I cleared my throat and narrowed my eyes. “Oy! She’s a lady, and I’ll thank you to keep your unflattering misogyny to yourselves.”
“We don’t hate them,” Klaus cried in affront. “We love all ladies.”
Kristof nodded sagely. “We are devoted philogynists.”
“Admiration and lust are two different things,” Harold pointed out, cramming his mouth with a piece of roasted chicken. “You don’t even know her, so how could you admire her?”
Klaus rolled his eyes. “That’s why we are asking Will his opinion.”
Will flushed when the curious focus of four pairs of eyes, not including mine, was back upon him.
“She was fine,” he muttered. A chorus of boos from the twins had him shaking his head.
“Long black hair, dark eyes. Nicely dressed. Pretty. Looks a bit like him”—he cleared his throat, with a jerk of his chin in my direction—“but without the excellent brain.”
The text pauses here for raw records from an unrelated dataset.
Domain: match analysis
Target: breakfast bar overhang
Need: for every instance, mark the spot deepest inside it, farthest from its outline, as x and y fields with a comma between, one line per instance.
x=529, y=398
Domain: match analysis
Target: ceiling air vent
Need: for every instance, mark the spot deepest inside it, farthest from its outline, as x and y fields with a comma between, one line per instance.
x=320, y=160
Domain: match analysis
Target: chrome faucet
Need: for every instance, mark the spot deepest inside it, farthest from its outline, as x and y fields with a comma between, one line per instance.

I almost chortled at that but kept my head buried in my book. At least my tactics were working to keep my identities separate.
“The best kind!” Klaus remarked and pretended to swoon. “Beautiful but brainless.”
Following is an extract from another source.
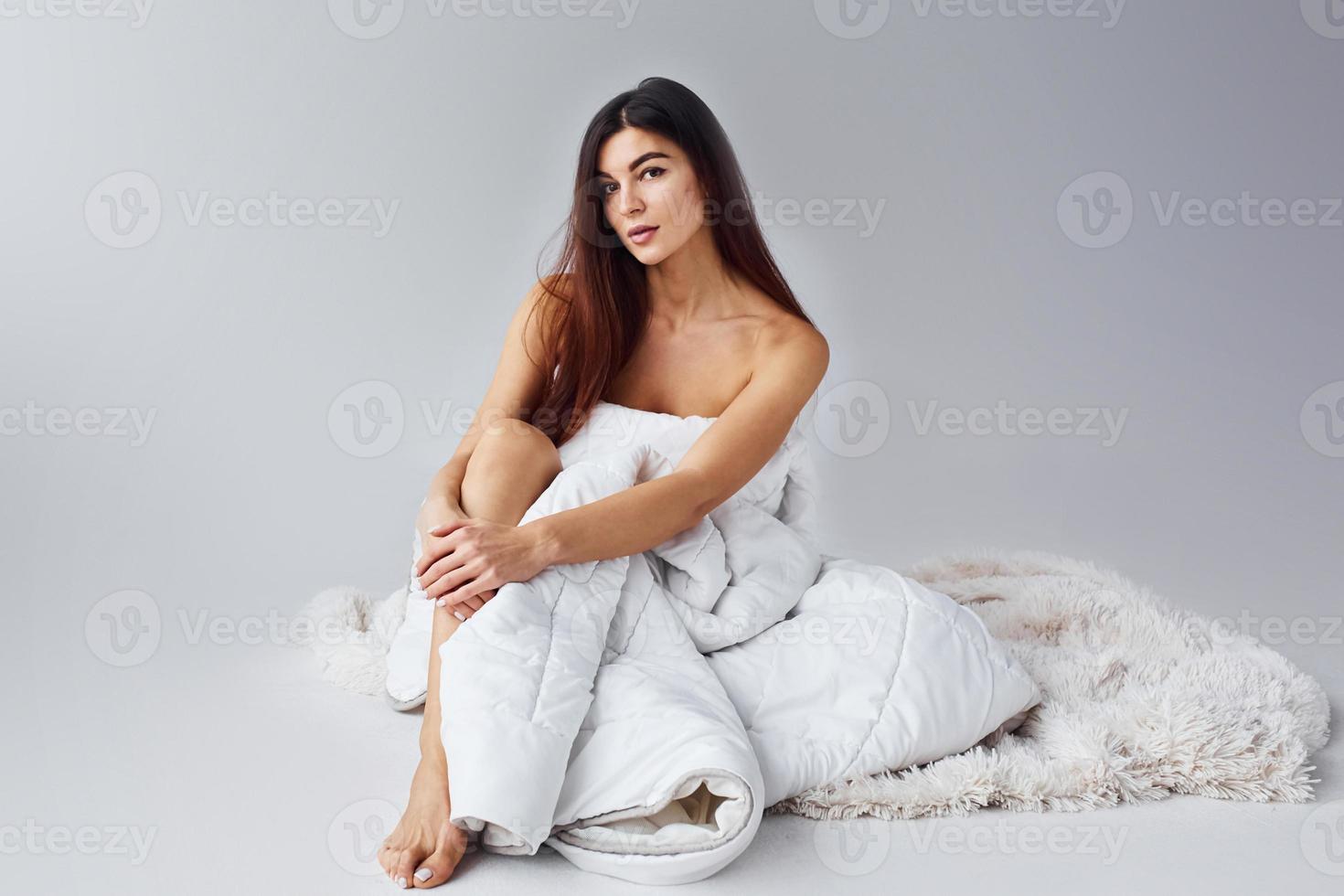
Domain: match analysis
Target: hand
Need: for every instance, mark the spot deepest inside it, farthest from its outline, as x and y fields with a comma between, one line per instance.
x=472, y=557
x=434, y=513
I scowled at him. “Did you just call my cousin stupid?”
“I didn’t. Will did.”
Will chose that moment to choke on his mouthful of split pea soup, the contents flying everywhere.
Staring at the splotch of green sludge on the corner of my sleeve, I made a gagging noise and reached for my napkin.
But when I glanced up, both the twins, who were sitting directly opposite Will, had pea spatter all over their faces, looking equally sickened and speechless.
I couldn’t help it—I started laughing. And then everyone else burst into laughter, even poor Will, who seemed mortified and could not stop stammering his apologies between snickers. The amusement died down as a long shadow cut across the table.
“Lord Ansel, you’re late.”
Still swiping at my stained cuffs, I blinked up at St. Clair owlishly and craned my neck to peer around him at the clock along the far wall at the end of the dining room. He was right. It was past two o’clock! How had that last hour disappeared so quickly?
His lips tightened at my lack of movement. “Library. Now.”
He was already marching out when I opened my mouth to apologize even as I jumped up, sloppily gathering the book and the rest of my things. My stomach growled as if protesting the fact that it hadn’t been fed enough, so I stole a fresh roll off James’s plate and shoved it into my mouth.
“Hey, that was mine!” he snapped. “Get your own!”
I sketched a theatrical bow. That was one of the things I loved about being a boy—absolutely no one sitting in my vicinity cared about whether one was being a mannerless swine or not.
Will could spit half his soup over the table, and we would laugh uproariously about it.
But I could not even imagine Lady Rosalin or any ladies of her acquaintance behaving similarly.
My mother would have a coronary if she saw her precious, perfect daughter with half a bread roll sticking uncouthly out of her mouth, crumbs falling everywhere.
And yet, I had never been happier to defy the rules that governed my alter ego.
“Thanks, mate! I owe you one,” I told a seething James—who seemed much too angry over a trifling piece of bread—as I hurried behind St. Clair toward the library. “See you later, lads,” I said to the others. “Duty calls.”
“More like penance,” I heard Harold mutter.
I bit back a chuckle. He wasn’t wrong.
Despite our unexpected moment of bonding last week, I had a feeling St. Clair was going to put me through the wringer, and while I had gotten some refreshed reading of Principia done during the carriage ride to and from London, I wasn’t close to being finished.
St. Clair didn’t seem like the type to accept or appreciate any excuses…not even wildly inventive ones that involved juggling secret identities and switching lives between Cambridge and London, which required the patience and planning of a master engineer.
I sighed and braced myself. This was what I’d signed up for, and the only thing to do was to keep moving forward even if I wasn’t prepared. It was written in the very book I carried—one could only stay in motion if one kept in motion.
If I stopped…the game would be over.